We Need to Be Careful

Currently in the Christian Church there seems to be a need to either condone or condemn. In every major issue that our society and our culture is discussing and even redefining the Christian Church picks sides.

So, many nations are dealing with the issue of ‘gay marriage’ and the equal rights of gays to marry. It is a major concern today as it is a human rights issue and is redefining the acceptable and long-standing Christian definition of marriage.

The liberal denominations choose to condone those who live a gay lifestyle and are wanting to see their relationship with their partner recognized by the government and society at large. The conservation side of the Christian faith strongly and often loudly condemn this move to alter the long-accepted understanding of the marriage union as between one man and one woman.

There have been other issues in the past – some still being fought over but in a less public way. Abortion to name one. There are other current societal issues such as self-assisted suicide and human trafficking. Most likely there will be others in the future.

However, selecting side and finding yourself in one camp or the other seems counter-productive for the Christian. Yes, we need to decide what we believe based on God’s Word, the Bible, which is our only real and permanent authority. But then, there are so many different interpretations of what the Bible states. Yes, we need to fight for what we consider right. Yes, there are very definite absolutes in Christian theology, the Church’s teachings, and the Kingdom of God. So, make an informed and prayerful decision where you are taking your stand on these and other issues.

But, planting your feet deep on one side of the street yelling at those who are firmly planted on the other side of the street is simply not beneficial for anyone nor does it bring any form of resolution to issues we are facing as a culture and as a Church.

Jesus apparently had a third option. He refused to condemn or condone. Instead, He carried on a conversation. When you look at biblical accounts of the ministry of Jesus and see His encounters with various people you see that He neither condoned nor condemned. He simply built relationally and carried on conversations. With the woman caught in adultery Jesus asked her was there anyone here to condemn you. She answered that there was not. He then said, “Neither do I condemn you,” and added “So, go and sin no more.” In other words, His words expressed that He was not condoned her behaviour and lifestyle either.

It would be good to pause and remember that “Jesus did not come to condemn the world but to save the world” (John 3:17) remembering that He certainly never justified or condoned a sinful lifestyle either. And, as a Church begin to live as He lived.

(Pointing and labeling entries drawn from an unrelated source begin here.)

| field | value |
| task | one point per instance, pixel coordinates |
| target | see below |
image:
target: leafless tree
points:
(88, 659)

Jesus had a third option – a third way to handle life’s issues – because Jesus neither condemned nor condoned. What He does do is eat with people. This gives opportunity for a conversation to happen.

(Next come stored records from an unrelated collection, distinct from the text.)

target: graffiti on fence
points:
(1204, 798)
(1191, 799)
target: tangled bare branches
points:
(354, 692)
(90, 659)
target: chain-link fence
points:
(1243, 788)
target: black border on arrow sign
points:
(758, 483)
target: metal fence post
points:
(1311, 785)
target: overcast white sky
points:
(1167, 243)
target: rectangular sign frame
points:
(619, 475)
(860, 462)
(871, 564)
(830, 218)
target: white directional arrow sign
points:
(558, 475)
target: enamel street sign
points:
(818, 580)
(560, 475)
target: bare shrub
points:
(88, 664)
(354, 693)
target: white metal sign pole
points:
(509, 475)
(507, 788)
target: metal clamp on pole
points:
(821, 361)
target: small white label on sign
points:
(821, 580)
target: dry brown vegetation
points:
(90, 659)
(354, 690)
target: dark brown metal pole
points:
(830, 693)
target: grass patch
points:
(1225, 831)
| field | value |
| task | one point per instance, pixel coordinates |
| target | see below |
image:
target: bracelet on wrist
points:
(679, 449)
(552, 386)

In the conversation the Good News (Gospel) makes sense and people

can ask their questions, express their doubts, apply the truth, and, in time, be transformed by a change of heart.

We see this in the story of Zacchaeus … Where Jesus tells him to come down from the tree because Jesus was inviting Himself to Zacchaeus’ house for a meal and a conversation.

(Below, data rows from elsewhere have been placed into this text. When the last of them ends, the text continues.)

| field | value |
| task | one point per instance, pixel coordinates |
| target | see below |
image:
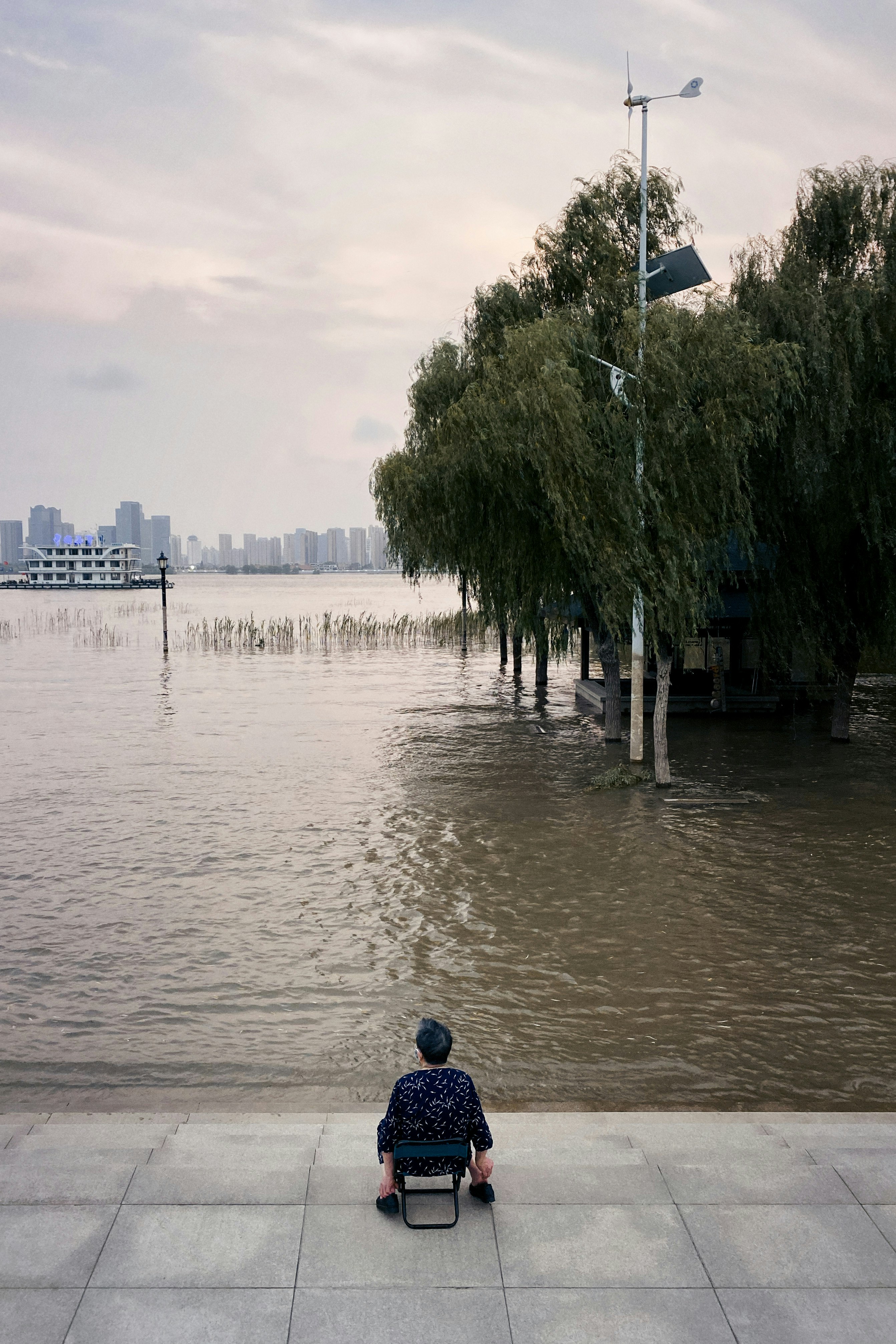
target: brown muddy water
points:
(262, 869)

We see it again, time after time, when Jesus visited and stayed with His friends – Martha, Mary, and Lazarus – and the frequent meals He ate while staying there … and the neighbours who were influenced because they came to eat and to talk.

This third option … not to condemn, not to condone … but to simply be open to conversation. This is something we need to grab hold of and embrace strongly today in the culture we are now living in and the societal issues we are discussing and facing on a daily basis.